Stewart and Novak have one more stop on their I'm-obviously-tailing-you-but-you-pretend-I'm-not spree, Fort Point, where Novak tosses flower petals into San Francisco Bay a bit, and then tosses herself into San Francisco Bay a bit:
Here I am recreating the scene while three local people and one local dog try to figure out why the annoying tourist guy is acting weird while they try to fish:
I have to admit that Novak's foggy, people-less Fort Point is a darn sight more atmospheric than is mine.
Anyway, Stewart fishes Novak out of the Bay, and takes her to dry out by a toasty fire in his Lombard Street apartment, just down the road from the European tourist-pleasin' "crookedest street in the world." Here's Stewart scoping his own front door:
And here I am, creepily trespassing to do the same thing:
This photo, by the way, is a pictorial representation of Novak's line, "I remembered Coit Tower. It led me right to you." You can't tell in the above hastily-taken-so-we're-not-confronted-by-the-homeowner photograph, but a breathtaking view of Coit Tower is indeed right around the corner, ripe for the pointing by nerds:
In this below shot I'm all like, "Madeleine is late! She said she'd meet me here for another session of haunting, flirtation, and story-advancing misdirection!"
Right. I know. I just said I'm a nerd, okay?
After Novak's second death in the film, Stewart is in his own sort of trance, and is even institutionalized. He emerges like a sort of zombie, shambling around the streets and professing his love for girls bearing a resemblance to the one he's lost. Wow, and I thought I was being creepy.

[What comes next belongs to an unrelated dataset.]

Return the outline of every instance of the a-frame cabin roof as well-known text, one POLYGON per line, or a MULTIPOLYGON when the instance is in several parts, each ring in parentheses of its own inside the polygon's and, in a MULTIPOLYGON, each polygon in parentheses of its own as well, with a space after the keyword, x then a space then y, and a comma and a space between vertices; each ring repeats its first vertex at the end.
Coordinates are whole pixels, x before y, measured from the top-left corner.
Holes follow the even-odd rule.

Stewart tails Judy Barton, one particularly Madeleine-esque beauty, to this character-filled Sutter Street hotel, which bore a smart-looking neon "Empire Hotel" sign in the film:
For the true (or truly geeky) Hitchcock fan, the modern site bears a bit of a surprise. The building has been renovated into the intriguingly mod, maddeningly hip Hotel Vertigo:
Their website PR prominently states that the hotel serves Madeleine cookies. No, I am not kidding. We can't afford to stay in the Hotel Vertigo (or at least, not until you all begin paying me for the pleasure of reading this blog), so we secured perfectly serviceable but more modest digs. But I did engage in what has evidently become my new favorite hobby of trespassing, to bring you a shot of the oh-so-trendy lobby:
In their few blissful days together before things all go south, Stewart and his maybe-reincarnated-or-whatever girlfriend enjoy a stroll past the beaux arts Palace of Fine Arts, the most striking survival of the 1915 Panama-Pacific International Exposition, a location that furthers the themes of the connection of past and present, and the timelessness of undying love, and blah blah blah...
...so we decided to give it a go by connecting 1958 and 2009.

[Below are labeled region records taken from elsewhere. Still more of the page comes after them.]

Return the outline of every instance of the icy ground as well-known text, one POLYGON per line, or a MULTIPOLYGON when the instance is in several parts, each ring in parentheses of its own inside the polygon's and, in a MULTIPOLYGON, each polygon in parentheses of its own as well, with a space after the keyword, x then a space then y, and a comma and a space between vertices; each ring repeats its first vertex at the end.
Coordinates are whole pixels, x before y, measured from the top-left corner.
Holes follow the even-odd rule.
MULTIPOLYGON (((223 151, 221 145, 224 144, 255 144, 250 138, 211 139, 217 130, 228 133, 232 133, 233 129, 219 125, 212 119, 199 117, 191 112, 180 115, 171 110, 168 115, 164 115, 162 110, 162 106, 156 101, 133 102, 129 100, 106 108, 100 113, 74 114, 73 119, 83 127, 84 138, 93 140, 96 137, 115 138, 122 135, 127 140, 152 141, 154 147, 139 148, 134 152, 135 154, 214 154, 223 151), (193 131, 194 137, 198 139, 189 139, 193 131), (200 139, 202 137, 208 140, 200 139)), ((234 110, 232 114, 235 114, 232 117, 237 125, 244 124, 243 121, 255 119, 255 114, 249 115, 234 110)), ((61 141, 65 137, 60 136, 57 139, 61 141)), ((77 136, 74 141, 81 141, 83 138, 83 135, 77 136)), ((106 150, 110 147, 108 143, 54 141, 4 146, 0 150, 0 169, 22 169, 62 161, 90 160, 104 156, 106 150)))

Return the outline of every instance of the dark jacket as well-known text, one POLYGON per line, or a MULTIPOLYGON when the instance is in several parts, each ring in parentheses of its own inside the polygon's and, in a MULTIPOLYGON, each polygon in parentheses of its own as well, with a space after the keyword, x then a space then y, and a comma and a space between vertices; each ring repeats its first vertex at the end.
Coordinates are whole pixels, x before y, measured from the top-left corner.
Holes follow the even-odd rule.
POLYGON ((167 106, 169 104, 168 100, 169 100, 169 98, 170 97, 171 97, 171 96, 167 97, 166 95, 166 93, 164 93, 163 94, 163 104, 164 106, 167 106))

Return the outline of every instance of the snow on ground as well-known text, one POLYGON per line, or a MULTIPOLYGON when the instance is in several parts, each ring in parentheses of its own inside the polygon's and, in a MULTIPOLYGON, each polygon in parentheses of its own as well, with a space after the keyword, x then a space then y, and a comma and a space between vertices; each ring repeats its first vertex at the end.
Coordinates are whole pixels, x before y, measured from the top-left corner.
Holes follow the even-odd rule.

Well, that's about it. We didn't recreate the final scenes of the film, because a) we didn't have time to drive all the way down to Mission San Juan Bautista, and b) it seemed maudlin to pretend to throw one another out of a bell tower.

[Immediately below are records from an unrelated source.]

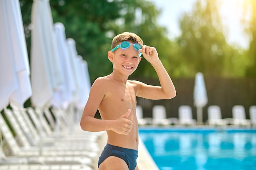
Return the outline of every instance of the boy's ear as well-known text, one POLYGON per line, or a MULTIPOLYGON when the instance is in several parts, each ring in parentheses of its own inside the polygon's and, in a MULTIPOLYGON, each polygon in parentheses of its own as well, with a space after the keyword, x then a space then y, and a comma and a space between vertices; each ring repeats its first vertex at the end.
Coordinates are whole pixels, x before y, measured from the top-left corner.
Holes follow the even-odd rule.
POLYGON ((109 61, 112 62, 113 62, 113 60, 114 60, 113 54, 113 52, 110 50, 108 52, 108 58, 109 61))

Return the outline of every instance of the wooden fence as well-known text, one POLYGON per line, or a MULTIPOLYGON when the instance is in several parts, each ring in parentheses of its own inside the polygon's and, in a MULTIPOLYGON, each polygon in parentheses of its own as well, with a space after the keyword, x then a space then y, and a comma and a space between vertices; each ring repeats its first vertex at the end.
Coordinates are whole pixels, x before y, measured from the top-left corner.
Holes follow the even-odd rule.
MULTIPOLYGON (((137 79, 146 83, 159 85, 158 80, 137 79)), ((208 102, 203 109, 203 121, 207 119, 207 108, 217 105, 220 107, 222 118, 231 118, 232 108, 236 105, 243 106, 246 118, 249 119, 249 110, 256 105, 256 79, 204 77, 208 102)), ((168 100, 151 100, 137 98, 137 104, 143 108, 145 117, 152 117, 152 107, 163 105, 166 109, 168 117, 178 117, 178 109, 181 105, 189 105, 192 108, 193 118, 196 119, 196 108, 193 105, 193 78, 173 79, 177 95, 168 100)))

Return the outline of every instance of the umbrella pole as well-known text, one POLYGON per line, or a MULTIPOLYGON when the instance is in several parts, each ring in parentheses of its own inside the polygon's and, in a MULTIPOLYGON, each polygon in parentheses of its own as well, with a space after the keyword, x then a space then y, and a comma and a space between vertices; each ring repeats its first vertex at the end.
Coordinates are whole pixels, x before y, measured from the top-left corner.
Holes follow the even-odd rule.
POLYGON ((55 124, 55 132, 57 140, 58 140, 61 137, 60 128, 61 128, 61 113, 60 109, 55 108, 55 110, 56 116, 56 124, 55 124))
POLYGON ((203 108, 198 107, 196 108, 196 113, 197 117, 197 124, 198 125, 202 125, 202 122, 203 117, 203 108))
POLYGON ((40 121, 40 124, 39 125, 39 134, 40 135, 40 141, 39 142, 39 155, 42 156, 42 147, 43 147, 43 112, 42 108, 39 108, 38 109, 39 112, 39 120, 40 121))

Hope you've learned something. As for me, I've learned that one of the best ways to see the sights of an unfamiliar city is to manically give yourself over to a quixotic campaign of fanboyish boosterism.
"I should have liked to have lived here then," says Kim Novak's movie husband, indicating a print of 19th-century San Francisco hanging on his office wall. "Color, excitement, power, freedom." The character is suggesting that those qualities have drained out of San Francisco.
But he forgot one quality, the one that brings them all back. He forgot about Vertigo.
Makes me want to watch the movie again, AND go back to San Francisco.